I have never met Andrew Mountbatten Windsor and so cannot honestly advance a personal opinion as to whether he is indeed something of a narcissist. Although I have heard it suggested that he’d eat himself if he were a chocolate biscuit. (Or should that be a champagne truffle?)
His spectacular public demise has pretty much coincided with the publication of two books. Most recently, there has been an appalling and sad posthumous autobiography, Nobody’s Girl by Virginia Roberts Giuffre, to whom Andrew paid £12 million by way of a ‘settlement’ despite insisting he’d never met her. Previously there was a biography, Entitled by Andrew Lownie, which is shocking in a different way and has a title that perfectly encapsulates AMW’s attitude to his former lifestyle. It also contains some golf.
I remember seeing Andrew at the 1997 Ryder Cup at Valderrama, publicity-wise desperately seeking sustenance by trying to hang out with Seve.

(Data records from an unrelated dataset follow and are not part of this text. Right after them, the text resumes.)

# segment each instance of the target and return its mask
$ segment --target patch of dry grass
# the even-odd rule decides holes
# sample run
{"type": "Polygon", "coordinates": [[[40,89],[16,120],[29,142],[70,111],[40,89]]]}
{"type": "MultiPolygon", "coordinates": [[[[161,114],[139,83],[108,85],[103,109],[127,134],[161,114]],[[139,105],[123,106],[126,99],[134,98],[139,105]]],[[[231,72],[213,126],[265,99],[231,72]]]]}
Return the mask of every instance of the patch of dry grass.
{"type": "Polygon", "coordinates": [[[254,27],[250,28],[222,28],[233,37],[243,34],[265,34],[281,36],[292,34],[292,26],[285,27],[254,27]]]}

Lownie’s book chronicles such incidents as a helicopter trip from Buckingham Palace to a golf course in Oxfordshire (I mean, the M40 – what’s that?) and him running up a bill of £4,352 to take a Queen’s Flight aircraft to visit the R&A at St Andrews, where the plane “waited on the runway at RAF Leuchars for 11 hours while he enjoyed lunch and eight holes on the Old Course”. Lownie added: “In one case he spent £4,645 to take an RAF jet to the R&A, instead of a £254 commercial flight, so that he could finish 18 holes and rush back to London. His next official engagement was not for another four days.” Hey, that’s what the taxpayer is there for. Lownie also records Andrew ‘doing a Trump’ – not liking a lie he had found in a bunker at The Belfry and throwing his ball into a better one. “No one wanted to call out the Queen’s second son,” wrote Lownie, “least of all the rules official.” All charming stuff.
It seems that with effect from some point in the new year Andrew will be banished to Sandringham, which probably isn’t the worst place on earth to banished to. Heck, it’s only 12 miles from Brancaster. Having said that, A.N. Wilson, writing in The Times, noted that Andrew would be “desperately hoping he will not be blackballed from the Royal West Norfolk Golf Club”. Four members of the royal family have been captains of the club. Andrew could become the first member to be kicked out of it. Even if he avoids that fate, he may not find it so easy now to rustle up a fourball. Or a singles, come to that.
Finally, this anecdote. One evening aeons ago, Andrew rang the home of the club pro who was then giving him golf lessons – who knows, perhaps at the Royal Household Golf Club at Windsor Castle? The professional’s son answered the call and was asked if it might be possible to speak to the master of the house. His son responded: “Please, who’s calling?” The reply came: “The Duke of York.” The lad put down the receiver – we’re talking landline era here – and shouted: “Dad! It’s the pub on the phone for you.”
From public house to public louse, I guess.